During the ceremonial event, Annie Lennox OBE led the musical contributions, sharing the Neil Young classic “Don’t Let It Bring You Down” as well as the Jimmy Cliff cover “Many Rivers To Cross”, with a captive audience delighted to witness one of Lennox’s first public performances since her ravishing participation in the 2012 London Olympics closing ceremony. Married to a South-African herself, Lennox has been an advocate in HIV/AIDS prevention in Africa over the years and has built close personal ties to the Archbishop in due course.
But the musical bookends and motivational backbone of the awards-ceremony were without any doubt given by The London African Gospel Choir, who energised the audience in song and dance like you only can in true African style. The leaders of the powerful choir, Luyanda and Prudence Jezile, were visibly proud of participating at the ceremony – almost as proud of their incredibly talented 11-year-old daughter Asanda, who is currently competing as a semi-finalist on “Britain’s Got Talent”.
American composer Eric Whitacre also performed two choral pieces, with his outstanding “Lux Aurumque” tantalising the audience and adding even more spirit to the dignified event with a 24-strong choir. The Grammy-award winner is currently composer-in-residence at Cambridge University and the first choir director to ever present a live, virtual choir.
Another resonant voice piercing through the focus of the audience was that of Archbishop Tutu’s own daughter, Mpho Tutu, who is a woman of the cloth herself. Along with the Archbishop’s grandchildren, she did not only attend the ceremony, but participated as the spiritual celebrant of the proceedings, and did so with unequalled inspiration. But as the saying goes, the apple doesn’t fall far.
In addressing the hardship of living under apartheid-rule, Mpho Tutu managed to identify a notion of struggle suffered by every South African at that time and not only by the direct victims of a misled, fascist ideology. In prayer, she asked for a divine blessing for the joyous event and for all the joys in life that are celebrated in spite of all adversity, and she also asked for a blessing of all of life’s struggles themselves.

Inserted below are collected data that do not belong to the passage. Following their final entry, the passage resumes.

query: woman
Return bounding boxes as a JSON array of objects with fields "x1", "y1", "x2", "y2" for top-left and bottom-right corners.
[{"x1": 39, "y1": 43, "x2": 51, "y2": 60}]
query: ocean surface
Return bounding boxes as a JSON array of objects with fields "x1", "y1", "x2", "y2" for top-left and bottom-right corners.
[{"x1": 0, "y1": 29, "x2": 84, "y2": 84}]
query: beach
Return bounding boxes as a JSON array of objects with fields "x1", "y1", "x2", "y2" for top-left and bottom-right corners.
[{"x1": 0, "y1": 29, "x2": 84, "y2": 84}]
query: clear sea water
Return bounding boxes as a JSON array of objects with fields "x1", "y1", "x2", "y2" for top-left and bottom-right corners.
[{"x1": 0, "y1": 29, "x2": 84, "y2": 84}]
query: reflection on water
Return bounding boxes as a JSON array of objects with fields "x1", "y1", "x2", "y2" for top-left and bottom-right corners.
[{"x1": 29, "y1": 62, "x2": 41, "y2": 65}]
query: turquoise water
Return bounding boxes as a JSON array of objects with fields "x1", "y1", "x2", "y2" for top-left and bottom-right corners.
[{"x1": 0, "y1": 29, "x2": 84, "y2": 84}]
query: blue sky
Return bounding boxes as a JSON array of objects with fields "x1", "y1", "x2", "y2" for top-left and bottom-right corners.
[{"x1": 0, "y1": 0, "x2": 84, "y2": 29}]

“Bless our joys and bless our sorrows” – a succinct and erudite tagline that might perhaps mark Mpho Tutu for a future Templeton Award herself. With these words and with all the dignity of a ceremony worthy of a true ambassador of peace, the Templeton Awards event managed to observe a noble moment in time for the Archbishop and for everyone in his presence.

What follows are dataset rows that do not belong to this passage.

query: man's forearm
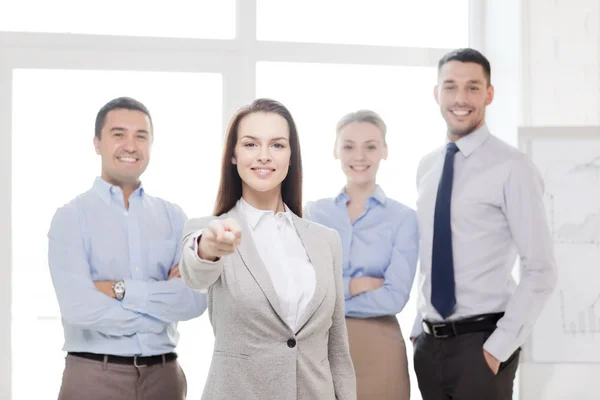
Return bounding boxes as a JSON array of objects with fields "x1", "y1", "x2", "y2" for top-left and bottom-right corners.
[
  {"x1": 121, "y1": 279, "x2": 206, "y2": 322},
  {"x1": 94, "y1": 281, "x2": 116, "y2": 298}
]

The Templeton Award has been awarded annually to outstanding achievers in spiritual matters for forty years now. In its ongoing endeavour to promote spiritualism, the Templeton Award has accomplished to reach a level of international recognition, which is only outshone by the likes of the Pulitzer Award or the Nobel Peace Prize (of which Archbishop Tutu is also a laureate). The Templeton Foundation proudly calls its laureates “entrepreneurs of the spirit”, with previous winners including Mother Theresa and the 14th Dalai Lama. Established by philanthropist Sir John Templeton, it is also the world’s largest monetary award, with GBP 1.1 million of prize money at stake.
Upon receiving the award, Archbishop Tutu joked “This makes me a millionaire,” however, it is highly likely that every last audience member felt even richer for having had the opportunity to witness this inspiration of a generation in such an up-close and personal manner.